To test this phenomenon, I went shopping on EBay and Amazon, curious at what I might find. I consider myself a relatively unbiased participant: I don't have a preference for either site, and I shop online with fair infrequency. My object of desire: a Dark Knight Blu-Ray DVD.
Searching Amazon's site was a breeze. Other than a distracting Kindle letter on the front page, I was able to type in my search parameters (Dark Knight blu ray), and my movie was the first result on the next page.
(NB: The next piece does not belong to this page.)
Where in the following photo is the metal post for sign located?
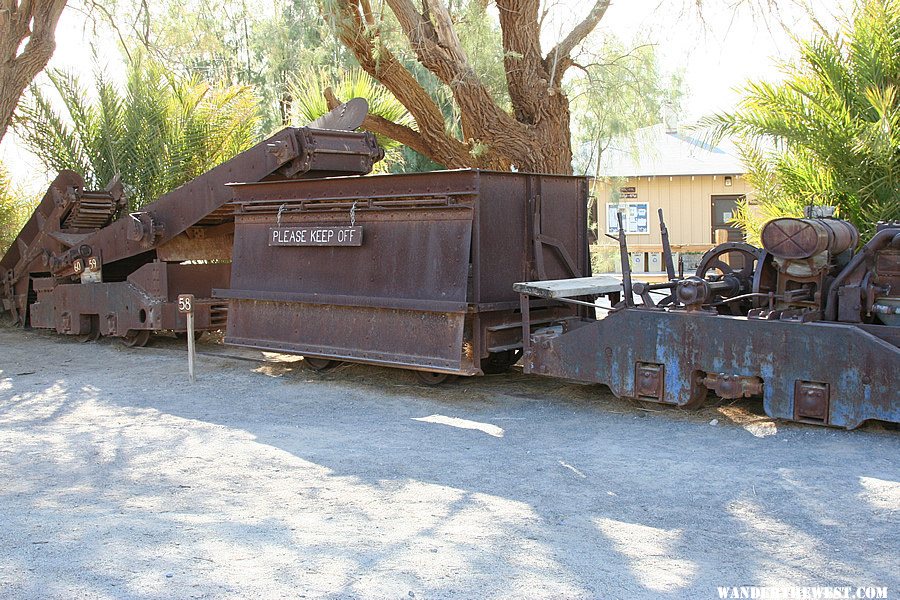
[178,294,194,383]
Ebay's experience was a little more stressful. The searching was easy. I typed in the same "Dark Knight blu ray" text (both sites had a helpful auto-complete feature), but the results I was given came across as horribly confusing. The first result was a 500GB PS3 for $400.00. I did not want this. There were multiple listings of this PS3 throughout the page, but I found myself overwhelmed by the amount of Dark Knight DVDs that were for sale, too. Telling them apart was a chore. I finally decided on one that had a "Buy it Now" option because I did not have time to wait a day and a half for an auction to end.
I wouldn't be surprised if a lot of consumers just give up on EBay at this point. I nearly did. Pressing forward to the product pages only further served to test my patience.
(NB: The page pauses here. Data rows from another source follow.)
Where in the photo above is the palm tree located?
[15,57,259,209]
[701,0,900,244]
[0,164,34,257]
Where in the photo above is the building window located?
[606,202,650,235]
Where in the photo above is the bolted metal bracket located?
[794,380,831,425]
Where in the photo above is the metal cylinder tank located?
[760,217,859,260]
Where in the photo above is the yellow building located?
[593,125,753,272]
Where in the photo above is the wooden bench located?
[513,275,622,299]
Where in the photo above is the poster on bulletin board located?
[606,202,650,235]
Both Amazon's and Ebay's pages were busy with ads and links and information I was pretty sure I didn't need to know. This was the first thing I noticed. The second thing I noticed was the price. Amazon's Dark Knight cost $23.99, marked down from $35.99 for a savings of $12.00, Amazon made sure to tell me (I appreciated Amazon's doing the math for me). Ebay's price was a plain-and-simple $15.26. Point, EBay.
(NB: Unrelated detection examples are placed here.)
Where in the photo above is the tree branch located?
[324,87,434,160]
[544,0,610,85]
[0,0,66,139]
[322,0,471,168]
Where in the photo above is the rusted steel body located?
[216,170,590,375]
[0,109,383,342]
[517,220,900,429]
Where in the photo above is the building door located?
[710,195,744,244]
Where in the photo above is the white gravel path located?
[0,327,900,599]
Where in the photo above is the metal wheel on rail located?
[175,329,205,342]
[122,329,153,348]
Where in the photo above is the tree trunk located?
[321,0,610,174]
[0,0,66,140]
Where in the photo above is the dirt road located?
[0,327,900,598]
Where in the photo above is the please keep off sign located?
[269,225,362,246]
At face value, EBay won the price battle, but below the surface there was doubt brewing in my wary consumer thinking. Why was Ebay's price so much cheaper? Is there a problem with the item? Am I sure I'm even buying the right thing? And why $15.26? Who sells stuff at such a specific price? The whole EBay page just seemed fishy with seller rankings and graphics and logos that I didn't understand. Amazon explained why its price was so cheap. EBay just left me to wonder.
I continued through on both websites, clicking the "Buy it now" link on EBay and the "Add to shopping cart" button on Amazon. Ebay's page redirected me to a sign-in screen. Amazon's added my item to a cart and suggested other movies I might want to try. Point, Amazon.
The checkout process for each was similar enough that there was no clear-cut favorite. But the overall story was different.
Amazon won, and the only thing keeping it a game for EBay was the price. Had Amazon's Dark Knight been five dollars cheaper, my decision would have been a no-brainer.
After seeing both online stores firsthand, I can see how Amazon's style might succeed in a down economy while Ebay's might suffer. Amazon seems more organized, more reputable, and it appeals to a consumer experience in more ways than EBay does. If I had been looking for a rare collectible or a secondhand item, I may have had more success on EBay. But when the buying comes down to a group of similar products at similar prices, Amazon takes the cake.
And it's no surprise anymore why they're taking the market share, too.